Sabía muy bien lo que
hacía al sellar el mundo, quedarse dentro y contemplar cómo
los pedazos de cielo se precipitaban al fin sobre todas las cosas.
Decidió hacerse daño recordando, con una profusión
de detalles que hasta ese momento se tenía prohibida, los días
que las palabras de ella habían iluminado dando forma de
presente a las imágenes más imposibles. Tocó su
risa apoyado en sus manos y perdido entre sus dedos. Evocó
también cuando eran capaces de contener el aire con el firme
propósito de no romper puente alguno a un descanso más
profundo, aun con la absoluta certeza de que ningún sueño
sería capaz de superar a la mejor de las fantasías.
Desearon usurparle a la vida el pedazo suficiente de tierra firme
sobre el que el sueño más grato pudiera reposar para no
desprenderse jamás del tacto de cada poro, reconocidos, uno a
uno, bajo todos los fuegos; de la música de cada jadeo,
dictado imposible de enjaular en el interior de un pentagrama; del impacto de cada latido, y las nuevas esquirlas,
hundiéndose en ellos a cada golpe, inyectando más deseo; de los
sabores densos, y las notas de olor, de sus cuerpos.

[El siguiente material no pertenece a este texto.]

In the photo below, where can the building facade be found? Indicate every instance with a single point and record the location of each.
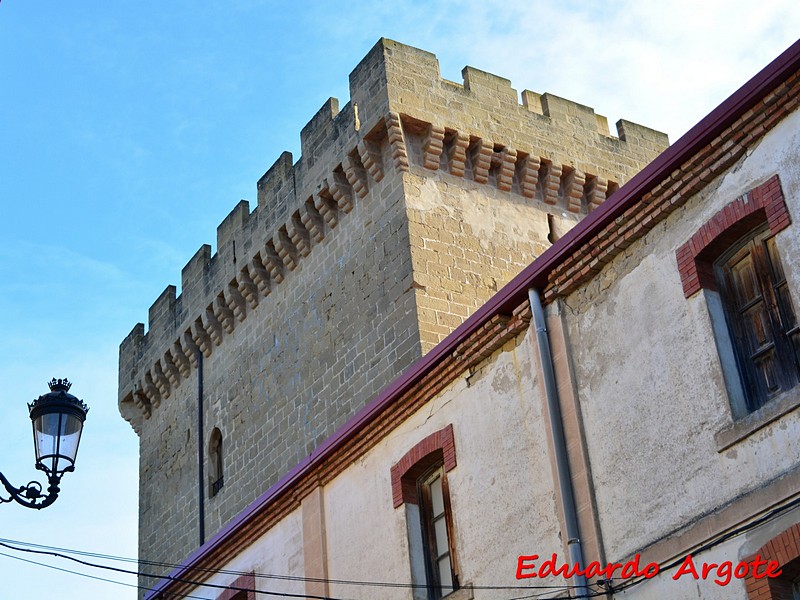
(457, 437)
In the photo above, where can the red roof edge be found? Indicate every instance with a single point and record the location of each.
(515, 293)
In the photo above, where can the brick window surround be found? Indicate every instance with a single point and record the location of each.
(785, 548)
(438, 447)
(763, 204)
(247, 583)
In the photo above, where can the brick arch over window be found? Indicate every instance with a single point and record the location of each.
(763, 204)
(785, 548)
(246, 585)
(438, 447)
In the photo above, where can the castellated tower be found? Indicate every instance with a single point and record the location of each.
(409, 207)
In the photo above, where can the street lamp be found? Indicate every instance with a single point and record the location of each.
(57, 419)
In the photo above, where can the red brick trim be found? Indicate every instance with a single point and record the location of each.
(246, 585)
(762, 204)
(439, 446)
(785, 548)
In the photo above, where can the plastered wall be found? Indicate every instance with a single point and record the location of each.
(409, 207)
(649, 377)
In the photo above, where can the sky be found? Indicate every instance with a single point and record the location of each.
(129, 130)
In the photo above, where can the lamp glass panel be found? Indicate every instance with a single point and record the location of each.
(56, 436)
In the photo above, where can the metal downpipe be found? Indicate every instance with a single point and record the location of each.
(201, 498)
(559, 443)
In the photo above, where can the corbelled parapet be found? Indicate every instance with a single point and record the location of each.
(403, 118)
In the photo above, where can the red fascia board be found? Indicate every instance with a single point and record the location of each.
(516, 291)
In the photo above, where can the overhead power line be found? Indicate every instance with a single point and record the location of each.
(64, 553)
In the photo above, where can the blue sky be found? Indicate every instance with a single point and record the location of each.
(128, 130)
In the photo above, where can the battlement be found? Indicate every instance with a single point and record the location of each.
(403, 119)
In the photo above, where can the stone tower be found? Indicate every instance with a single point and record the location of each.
(409, 207)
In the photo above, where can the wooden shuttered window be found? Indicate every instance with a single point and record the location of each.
(761, 318)
(437, 527)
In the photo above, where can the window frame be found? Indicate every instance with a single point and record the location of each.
(761, 210)
(216, 478)
(431, 458)
(769, 276)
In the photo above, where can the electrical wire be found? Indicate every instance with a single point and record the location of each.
(95, 577)
(64, 554)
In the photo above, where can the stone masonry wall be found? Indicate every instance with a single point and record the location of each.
(409, 207)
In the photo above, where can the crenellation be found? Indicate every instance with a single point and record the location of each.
(488, 87)
(233, 224)
(194, 270)
(315, 136)
(634, 133)
(327, 207)
(161, 381)
(162, 312)
(353, 237)
(172, 370)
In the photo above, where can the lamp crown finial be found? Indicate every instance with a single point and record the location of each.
(58, 385)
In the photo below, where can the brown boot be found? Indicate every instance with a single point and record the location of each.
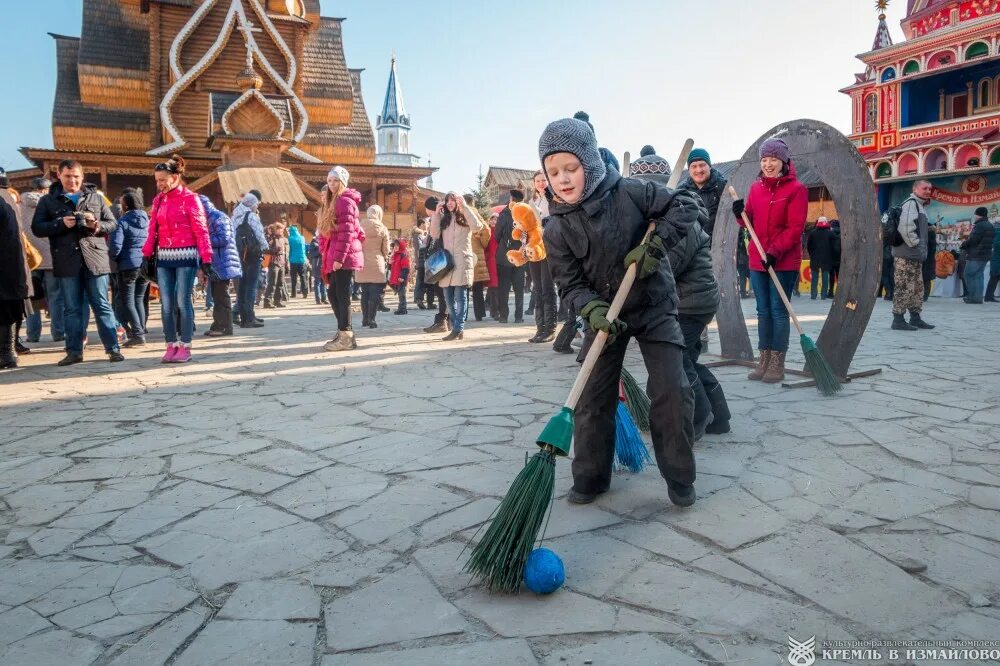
(758, 373)
(776, 370)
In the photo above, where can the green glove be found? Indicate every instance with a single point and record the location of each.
(648, 255)
(595, 313)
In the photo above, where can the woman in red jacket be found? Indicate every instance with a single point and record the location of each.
(340, 246)
(776, 205)
(178, 234)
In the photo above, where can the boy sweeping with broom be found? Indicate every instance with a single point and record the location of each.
(595, 230)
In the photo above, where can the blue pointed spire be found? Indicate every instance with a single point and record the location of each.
(393, 109)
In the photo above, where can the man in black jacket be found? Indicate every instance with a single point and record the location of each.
(76, 219)
(509, 275)
(821, 251)
(698, 301)
(979, 249)
(596, 226)
(704, 180)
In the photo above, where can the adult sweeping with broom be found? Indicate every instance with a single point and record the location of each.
(776, 208)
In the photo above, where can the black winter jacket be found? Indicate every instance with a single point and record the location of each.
(710, 194)
(691, 262)
(979, 244)
(587, 243)
(504, 231)
(74, 247)
(13, 270)
(821, 248)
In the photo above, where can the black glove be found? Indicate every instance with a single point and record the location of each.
(648, 255)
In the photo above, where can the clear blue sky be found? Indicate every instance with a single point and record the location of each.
(482, 79)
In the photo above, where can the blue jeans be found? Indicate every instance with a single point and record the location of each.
(53, 294)
(974, 280)
(319, 289)
(772, 317)
(176, 287)
(248, 291)
(131, 308)
(78, 292)
(824, 288)
(458, 306)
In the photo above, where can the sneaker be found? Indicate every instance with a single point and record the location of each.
(681, 494)
(168, 356)
(70, 359)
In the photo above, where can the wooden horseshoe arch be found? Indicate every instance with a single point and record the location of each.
(822, 149)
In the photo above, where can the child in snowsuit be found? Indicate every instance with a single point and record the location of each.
(399, 273)
(595, 229)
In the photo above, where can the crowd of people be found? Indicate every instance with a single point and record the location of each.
(92, 258)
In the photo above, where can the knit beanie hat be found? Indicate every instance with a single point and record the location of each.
(774, 147)
(341, 174)
(574, 136)
(699, 154)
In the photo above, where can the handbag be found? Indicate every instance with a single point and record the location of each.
(437, 265)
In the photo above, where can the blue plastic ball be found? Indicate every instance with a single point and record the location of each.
(544, 572)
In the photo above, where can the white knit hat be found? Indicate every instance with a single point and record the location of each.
(341, 174)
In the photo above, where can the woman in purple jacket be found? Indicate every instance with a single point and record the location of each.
(340, 245)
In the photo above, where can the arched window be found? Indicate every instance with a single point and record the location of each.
(907, 164)
(977, 50)
(936, 160)
(871, 113)
(985, 99)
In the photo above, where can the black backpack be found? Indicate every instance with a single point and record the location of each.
(892, 225)
(246, 243)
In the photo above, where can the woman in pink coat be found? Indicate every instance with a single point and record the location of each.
(776, 205)
(341, 249)
(178, 235)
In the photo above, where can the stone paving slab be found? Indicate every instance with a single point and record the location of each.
(241, 642)
(402, 606)
(834, 573)
(280, 504)
(511, 651)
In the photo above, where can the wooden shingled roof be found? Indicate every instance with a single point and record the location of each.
(507, 177)
(324, 67)
(358, 133)
(69, 111)
(114, 35)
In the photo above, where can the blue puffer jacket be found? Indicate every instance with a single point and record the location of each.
(125, 244)
(296, 247)
(225, 259)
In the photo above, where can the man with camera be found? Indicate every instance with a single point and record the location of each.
(76, 219)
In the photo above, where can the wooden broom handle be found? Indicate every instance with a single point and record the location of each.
(770, 269)
(619, 300)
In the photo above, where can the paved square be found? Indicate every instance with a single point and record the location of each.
(271, 503)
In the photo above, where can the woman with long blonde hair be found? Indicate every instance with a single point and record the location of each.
(340, 245)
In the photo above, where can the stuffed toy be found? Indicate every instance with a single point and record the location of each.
(528, 230)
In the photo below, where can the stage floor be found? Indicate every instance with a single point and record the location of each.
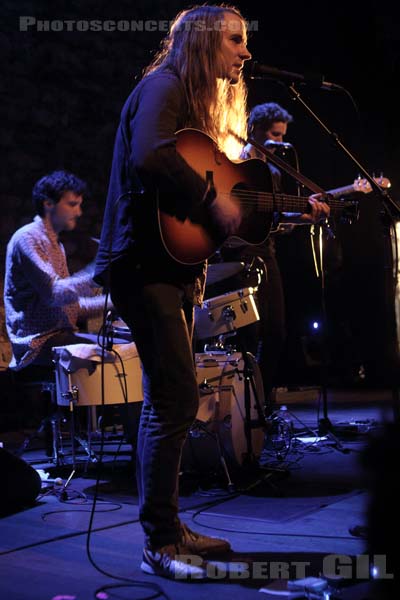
(286, 519)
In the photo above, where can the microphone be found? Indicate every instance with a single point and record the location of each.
(258, 70)
(273, 144)
(109, 331)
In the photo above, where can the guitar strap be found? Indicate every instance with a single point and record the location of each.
(282, 164)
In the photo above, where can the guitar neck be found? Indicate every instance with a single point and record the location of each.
(284, 203)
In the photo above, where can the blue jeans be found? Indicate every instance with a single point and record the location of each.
(161, 320)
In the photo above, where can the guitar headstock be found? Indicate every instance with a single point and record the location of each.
(362, 185)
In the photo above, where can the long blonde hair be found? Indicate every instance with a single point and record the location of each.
(193, 50)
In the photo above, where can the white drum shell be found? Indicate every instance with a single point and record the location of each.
(226, 313)
(87, 379)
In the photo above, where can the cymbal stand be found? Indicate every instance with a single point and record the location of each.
(72, 394)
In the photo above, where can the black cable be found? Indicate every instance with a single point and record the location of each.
(128, 582)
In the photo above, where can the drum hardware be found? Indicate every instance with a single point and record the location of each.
(220, 436)
(226, 313)
(79, 383)
(72, 395)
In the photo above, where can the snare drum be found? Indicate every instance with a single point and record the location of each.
(226, 313)
(79, 366)
(222, 413)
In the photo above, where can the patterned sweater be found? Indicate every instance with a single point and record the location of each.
(41, 298)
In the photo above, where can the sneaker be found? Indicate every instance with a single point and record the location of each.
(175, 562)
(197, 543)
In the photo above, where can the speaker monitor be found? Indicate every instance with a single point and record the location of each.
(21, 484)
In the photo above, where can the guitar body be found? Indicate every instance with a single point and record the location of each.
(247, 183)
(190, 243)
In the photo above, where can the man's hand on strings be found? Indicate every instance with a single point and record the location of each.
(319, 210)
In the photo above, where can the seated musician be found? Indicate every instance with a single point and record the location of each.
(42, 300)
(268, 125)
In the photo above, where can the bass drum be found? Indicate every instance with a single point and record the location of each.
(219, 428)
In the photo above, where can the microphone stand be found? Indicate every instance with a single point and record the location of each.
(392, 210)
(387, 201)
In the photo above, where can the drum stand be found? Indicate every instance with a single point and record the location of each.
(249, 423)
(72, 396)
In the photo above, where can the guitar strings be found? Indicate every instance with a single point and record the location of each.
(269, 200)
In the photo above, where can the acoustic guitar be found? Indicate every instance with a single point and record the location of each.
(249, 184)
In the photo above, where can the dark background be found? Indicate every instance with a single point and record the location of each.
(61, 98)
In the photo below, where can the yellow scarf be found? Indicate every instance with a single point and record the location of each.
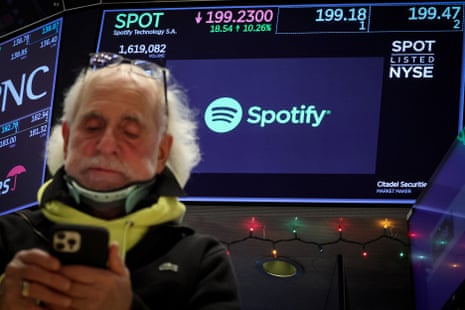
(127, 230)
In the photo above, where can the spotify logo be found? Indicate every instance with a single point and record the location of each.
(223, 115)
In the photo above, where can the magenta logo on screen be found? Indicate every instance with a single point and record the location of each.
(9, 183)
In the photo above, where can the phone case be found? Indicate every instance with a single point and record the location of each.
(80, 245)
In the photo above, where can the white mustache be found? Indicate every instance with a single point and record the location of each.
(104, 163)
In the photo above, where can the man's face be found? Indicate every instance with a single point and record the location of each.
(115, 137)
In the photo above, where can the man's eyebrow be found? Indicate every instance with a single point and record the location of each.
(91, 115)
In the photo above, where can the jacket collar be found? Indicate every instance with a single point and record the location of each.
(165, 185)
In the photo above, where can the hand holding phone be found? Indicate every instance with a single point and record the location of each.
(80, 245)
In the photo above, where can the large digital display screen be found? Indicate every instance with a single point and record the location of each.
(344, 103)
(27, 80)
(437, 227)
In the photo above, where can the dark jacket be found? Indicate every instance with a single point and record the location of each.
(172, 266)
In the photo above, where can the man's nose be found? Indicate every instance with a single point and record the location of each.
(108, 143)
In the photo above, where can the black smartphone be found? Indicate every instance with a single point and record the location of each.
(80, 244)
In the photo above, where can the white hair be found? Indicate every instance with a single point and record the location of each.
(185, 151)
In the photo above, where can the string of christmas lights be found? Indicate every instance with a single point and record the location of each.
(319, 245)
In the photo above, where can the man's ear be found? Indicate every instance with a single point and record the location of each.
(65, 134)
(164, 151)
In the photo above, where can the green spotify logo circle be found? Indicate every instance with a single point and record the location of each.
(223, 114)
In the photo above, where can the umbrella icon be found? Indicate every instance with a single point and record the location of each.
(14, 173)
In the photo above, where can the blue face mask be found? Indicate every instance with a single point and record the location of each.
(128, 196)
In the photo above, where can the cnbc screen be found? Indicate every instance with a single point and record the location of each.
(28, 62)
(312, 102)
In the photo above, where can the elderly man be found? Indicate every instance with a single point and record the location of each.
(120, 157)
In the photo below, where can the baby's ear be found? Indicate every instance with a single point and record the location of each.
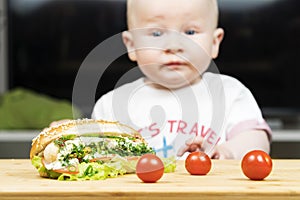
(128, 41)
(218, 37)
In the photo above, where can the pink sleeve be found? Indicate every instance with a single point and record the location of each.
(249, 125)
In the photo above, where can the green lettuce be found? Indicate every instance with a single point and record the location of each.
(99, 171)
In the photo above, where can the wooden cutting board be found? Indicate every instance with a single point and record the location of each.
(19, 180)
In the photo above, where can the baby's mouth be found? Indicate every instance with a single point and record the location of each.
(175, 65)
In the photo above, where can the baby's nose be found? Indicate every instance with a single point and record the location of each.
(174, 43)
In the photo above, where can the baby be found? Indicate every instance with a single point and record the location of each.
(177, 106)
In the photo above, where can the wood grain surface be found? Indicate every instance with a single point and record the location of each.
(19, 180)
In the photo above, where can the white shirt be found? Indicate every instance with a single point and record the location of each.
(217, 108)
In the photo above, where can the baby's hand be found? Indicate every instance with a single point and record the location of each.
(191, 145)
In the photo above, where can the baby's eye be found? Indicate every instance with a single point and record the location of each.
(190, 32)
(156, 33)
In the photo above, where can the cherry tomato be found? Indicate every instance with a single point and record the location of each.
(198, 163)
(256, 165)
(149, 168)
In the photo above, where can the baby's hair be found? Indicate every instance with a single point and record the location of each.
(214, 4)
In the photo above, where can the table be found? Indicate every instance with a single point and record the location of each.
(19, 180)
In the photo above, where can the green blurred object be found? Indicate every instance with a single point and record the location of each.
(25, 109)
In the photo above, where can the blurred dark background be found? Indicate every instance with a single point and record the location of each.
(49, 39)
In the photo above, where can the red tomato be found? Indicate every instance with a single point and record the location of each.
(256, 165)
(198, 163)
(149, 168)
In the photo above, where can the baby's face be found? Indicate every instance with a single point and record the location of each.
(173, 41)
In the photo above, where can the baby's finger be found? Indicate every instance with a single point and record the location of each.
(195, 140)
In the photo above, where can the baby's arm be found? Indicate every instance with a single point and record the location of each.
(238, 146)
(235, 148)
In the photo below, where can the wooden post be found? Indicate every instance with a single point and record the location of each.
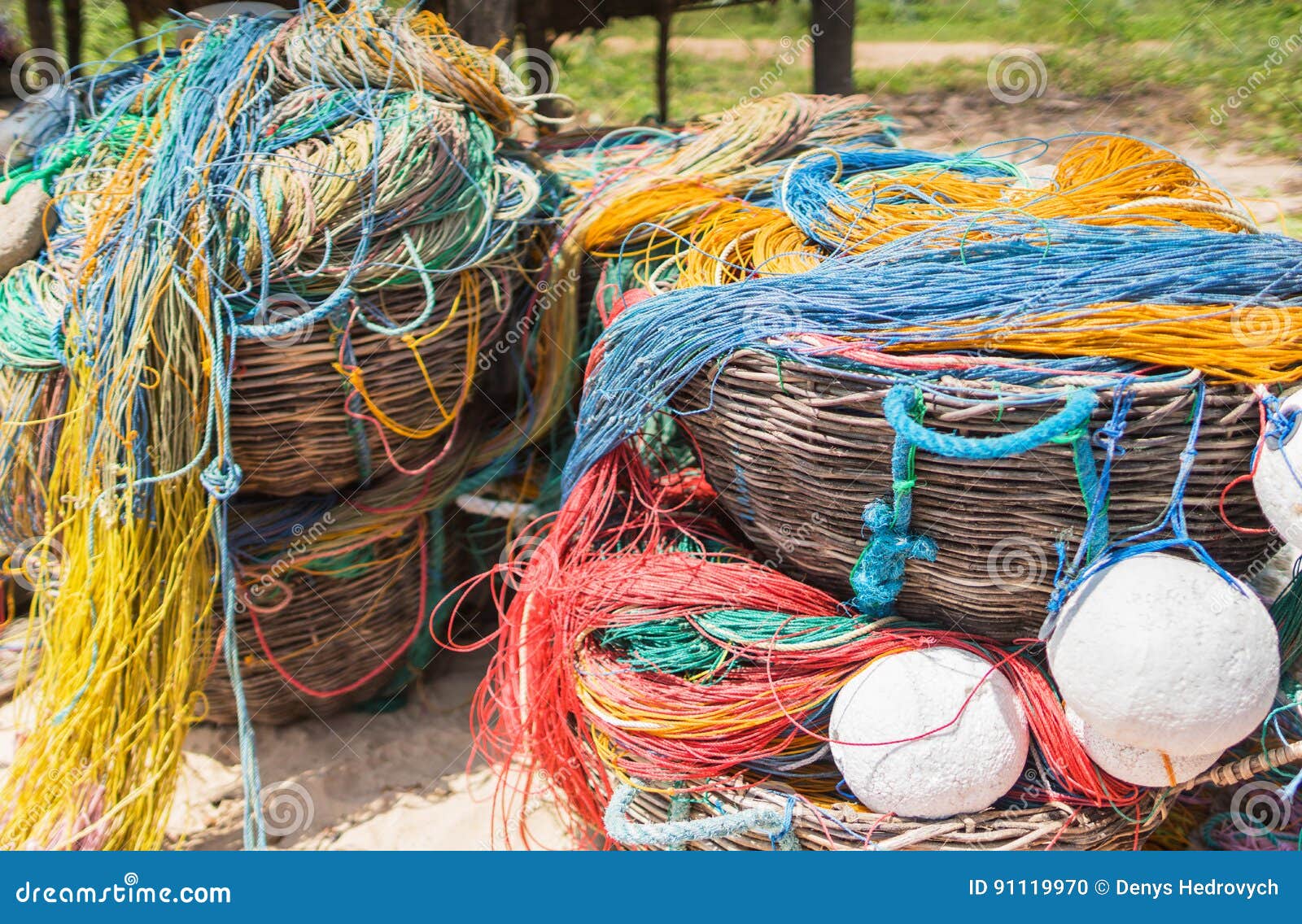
(833, 46)
(41, 24)
(73, 25)
(664, 19)
(485, 23)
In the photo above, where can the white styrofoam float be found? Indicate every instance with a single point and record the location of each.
(1138, 765)
(1160, 652)
(1278, 479)
(960, 768)
(25, 221)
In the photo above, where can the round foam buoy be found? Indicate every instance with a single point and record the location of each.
(24, 223)
(1137, 765)
(956, 769)
(1278, 479)
(219, 11)
(1160, 652)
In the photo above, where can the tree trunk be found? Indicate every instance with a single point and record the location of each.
(483, 23)
(73, 30)
(664, 19)
(833, 46)
(41, 25)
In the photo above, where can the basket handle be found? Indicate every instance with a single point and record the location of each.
(772, 822)
(898, 401)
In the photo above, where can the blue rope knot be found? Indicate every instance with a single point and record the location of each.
(1280, 425)
(221, 479)
(878, 576)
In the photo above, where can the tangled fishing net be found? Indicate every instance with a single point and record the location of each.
(277, 258)
(805, 360)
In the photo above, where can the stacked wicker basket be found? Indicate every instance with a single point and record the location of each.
(791, 453)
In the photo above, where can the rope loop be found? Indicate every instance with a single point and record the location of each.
(1080, 407)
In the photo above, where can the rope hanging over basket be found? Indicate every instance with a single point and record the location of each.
(316, 163)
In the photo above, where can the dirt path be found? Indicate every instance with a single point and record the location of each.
(399, 780)
(876, 55)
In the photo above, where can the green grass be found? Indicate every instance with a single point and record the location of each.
(1091, 49)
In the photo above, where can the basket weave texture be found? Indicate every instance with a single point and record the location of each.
(797, 452)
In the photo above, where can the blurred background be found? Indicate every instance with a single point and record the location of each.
(1219, 71)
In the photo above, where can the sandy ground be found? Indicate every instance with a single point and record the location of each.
(400, 780)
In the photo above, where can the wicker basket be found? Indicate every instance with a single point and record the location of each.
(325, 629)
(288, 421)
(797, 452)
(845, 826)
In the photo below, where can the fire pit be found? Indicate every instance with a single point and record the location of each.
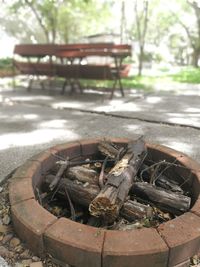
(170, 244)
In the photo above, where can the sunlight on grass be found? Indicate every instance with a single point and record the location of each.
(187, 75)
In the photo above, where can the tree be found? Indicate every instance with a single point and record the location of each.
(188, 16)
(141, 9)
(53, 21)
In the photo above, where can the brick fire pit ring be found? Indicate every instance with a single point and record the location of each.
(171, 244)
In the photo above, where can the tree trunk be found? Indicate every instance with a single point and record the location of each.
(195, 58)
(141, 57)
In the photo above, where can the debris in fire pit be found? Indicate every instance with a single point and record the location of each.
(119, 188)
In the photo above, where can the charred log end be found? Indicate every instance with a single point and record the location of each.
(102, 207)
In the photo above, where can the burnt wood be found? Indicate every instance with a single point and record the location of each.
(120, 179)
(166, 200)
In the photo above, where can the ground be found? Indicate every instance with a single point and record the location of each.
(33, 121)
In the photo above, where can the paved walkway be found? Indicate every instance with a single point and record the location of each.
(33, 121)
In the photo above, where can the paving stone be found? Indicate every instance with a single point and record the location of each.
(182, 236)
(141, 247)
(30, 221)
(75, 244)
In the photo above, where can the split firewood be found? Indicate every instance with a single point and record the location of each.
(83, 195)
(82, 174)
(133, 210)
(120, 179)
(160, 180)
(59, 174)
(164, 199)
(165, 183)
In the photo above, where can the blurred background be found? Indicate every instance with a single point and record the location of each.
(164, 35)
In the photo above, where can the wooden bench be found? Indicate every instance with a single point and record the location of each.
(41, 60)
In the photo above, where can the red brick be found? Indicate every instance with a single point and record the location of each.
(182, 236)
(71, 150)
(183, 264)
(136, 248)
(36, 264)
(196, 207)
(20, 190)
(120, 141)
(30, 221)
(73, 243)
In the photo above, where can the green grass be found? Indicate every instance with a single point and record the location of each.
(187, 75)
(5, 63)
(133, 82)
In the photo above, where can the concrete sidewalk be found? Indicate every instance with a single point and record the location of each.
(33, 121)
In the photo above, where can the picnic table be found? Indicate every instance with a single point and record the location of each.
(71, 66)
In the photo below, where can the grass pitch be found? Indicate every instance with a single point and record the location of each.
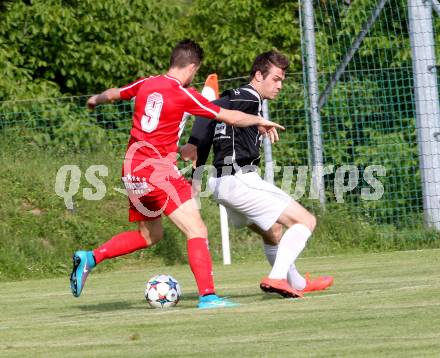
(380, 305)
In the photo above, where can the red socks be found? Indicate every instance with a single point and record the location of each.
(201, 264)
(121, 244)
(198, 255)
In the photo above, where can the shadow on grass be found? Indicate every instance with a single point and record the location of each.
(111, 306)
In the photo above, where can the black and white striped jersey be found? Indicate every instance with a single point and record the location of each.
(233, 147)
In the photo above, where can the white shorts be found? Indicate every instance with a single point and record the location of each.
(249, 199)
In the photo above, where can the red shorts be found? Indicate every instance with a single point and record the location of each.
(155, 191)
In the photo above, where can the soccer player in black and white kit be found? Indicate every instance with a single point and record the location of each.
(249, 200)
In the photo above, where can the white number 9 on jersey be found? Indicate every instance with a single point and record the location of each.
(150, 119)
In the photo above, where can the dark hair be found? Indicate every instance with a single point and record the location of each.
(263, 62)
(185, 53)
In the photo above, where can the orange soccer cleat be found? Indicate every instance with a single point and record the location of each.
(318, 284)
(280, 286)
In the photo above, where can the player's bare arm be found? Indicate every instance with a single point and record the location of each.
(108, 96)
(241, 119)
(188, 152)
(271, 133)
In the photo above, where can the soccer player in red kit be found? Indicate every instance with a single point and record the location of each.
(153, 182)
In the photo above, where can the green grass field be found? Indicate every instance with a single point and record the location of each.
(380, 305)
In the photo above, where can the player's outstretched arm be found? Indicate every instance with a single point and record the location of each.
(241, 119)
(108, 96)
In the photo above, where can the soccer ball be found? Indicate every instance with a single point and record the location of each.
(162, 291)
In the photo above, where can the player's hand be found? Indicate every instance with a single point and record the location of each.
(271, 133)
(188, 152)
(264, 123)
(92, 103)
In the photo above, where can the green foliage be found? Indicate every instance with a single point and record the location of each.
(245, 29)
(83, 46)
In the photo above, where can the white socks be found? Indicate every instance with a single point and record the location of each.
(283, 256)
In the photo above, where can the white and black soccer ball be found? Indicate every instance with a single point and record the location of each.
(162, 291)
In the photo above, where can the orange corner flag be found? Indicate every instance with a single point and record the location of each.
(210, 91)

Dejar a la memoria hacer su trabajo trae consigo el riesgo de vivir,
todo lo que quede de vida, el mismo momento. Ahora no necesita más
que una maleta para los cuatro trastos que creen que va a necesitar y
que ya le han ayudado preparar. Va a dejar atrás cosas de las
que nunca había pensado desprenderse. Observa como lo hacen
convencidos de que es lo único necesario para él. Es
indiferente al interior de la maleta. Satisfecho de no haber
olvidado, de llevar lo importante tan adentro como desea, porque eso
ya no depende de nadie más que de él. Así que se
deja llevar.
Entra en el coche sin atender a la casa, no ha cerrado él su
puerta, no necesita despedirse de ella y no echa la vista atrás
cuando el coche emprende su marcha. Aceleran y recorren las calles
del que había sido su barrio, mira a los hijos de algunos
vecinos de los que tampoco pudo despedirse. Recorren una ciudad de la
que apenas le importa acordarse, unas avenidas transformadas,
incapaces de guardar recuerdo alguno, que ya no son por aquellas por
las que paseó de joven. Quizá, si le consultaran,
aceptaría pasar por el lugar en el que se crió; no
obstante, es mejor así, no podría distinguir a uno de
sus hermanos en algún rincón conocido que aún
existiese.
La ciudad va quedando atrás y el coche se adentra en unas
débiles montañas que pronto dejan espacio a un valle,
en el centro del cual se distinguen dos enormes cajas de hormigón. Será allí donde aguardará despierto,
donde desplegará sus recuerdos como único e
indispensable equipaje, donde recordará sus formas, por
entonces, y para siempre, tan suaves y perfectas como su adiós. Dormida junto a él.